In September 1980, Ashihara established Ashihara Kaikan and created the New International Karate Organisation (NIKO).
Today his son, Hidenori Ashihara, continues to lead NIKO. For twenty-five years, he has taught the martial art of Ashihara karate. Once a year, he leaves Japan to demonstrate his mastery and teach others in different countries. Kancho Hindori Ashihara upholds the original culture and traditions of NIKO established by his father. The Organisation continues to grow, with its constantly increasing number of followers. Nowadays, the dojos of NIKO can be found on all continents. In just Japan alone, NIKO’s dojos are found in 161 cities. 110 representative offices in 38 countries can contact the Honbu (headquarters) of Ashihara directly. The main Ashihara karate schools derived from NIKO are located in Japan, Singapore, Denmark, Russia, Romania, Holland, Sweden and the USA.
There is a yearly Danish international summer camp for Ashihara karate fans. Basic techniques such as sabaki, kata, kumite or sparring practice, as well as karate belt grading are on the program of the camp.A small family school in Enshin, Denver, has been teaching Ashihara style for more than 40 years. According to its founder and director, Kancho Yoko Ninomiya, “Karate is more than just a force, more than a method of self-defense… no matter what the activity, a job performed in the spirit of karate-do is done with a selfless awareness of the moment itself. Its spirit is very much like meditation. It is only fitting that karate is often called “moving zen.” Ninomiya arrived in the United States in 1974, dreaming to bring the spirit and technique of real karate to this country. After training hard for many years, in 1988, Ninomiya started his own style, Enshin karate, based on Ashihara karate style.
In Russia, Ashihara karate is represented by the International Ashihara Karate Association (IAKA), founded in 1999.
After the International Tournament in 1991 in Moscow, Ashihara karate began to spread rapidly in Russia and in May 1992 the new championship was held. Shortly before, in February 1992, eight athletes became the first Black Belt holders of Ashihara karate in Russia.
From 2007 on for the next 11 years, the IAKA has been led by Ruslan Goryukhin. With his managerial talent he managed to increase the number of Ashihara martial art fans. During his management period dozens of new clubs were opened, and Russian national teams won prizes at international competitions.
In 1998, in the Moscow Sports Center “Strana sporta” (Eng. ‘Sports country’), Goryukhin started mastering Ashihara style.
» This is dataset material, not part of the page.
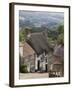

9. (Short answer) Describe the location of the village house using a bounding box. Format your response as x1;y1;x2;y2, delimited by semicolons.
20;32;52;72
His teacher was Dmitry Khokhlov who remains his trainer up to now. In 2002, Goryukhin was among other people participating in the weekly training held in the camp in Denmark. In summer 2005, he successfully passed the exam for the 1st dan of Ashihara karate. The examiner was the legendary Vitaliy Astanin, now Russian area manager of NIKO. Later, the practitioners with the belts of the highest rank and the best trainers unanimously voted for the appointment of Goryukhin as president of the IAKA.
Ruslan Goryukhin has come a long way from being a student in this sport to being the leader of the Ashihara Association in Russia. Even after moving to Switzerland in 2015, he continues to train and attend the IAKA events. In 2020, Ruslan Gorzukhin was awarded a medal “The 30th anniversary of Ashihara karate in Russia” as well as the IAKA Black Belt “For meritorious service”.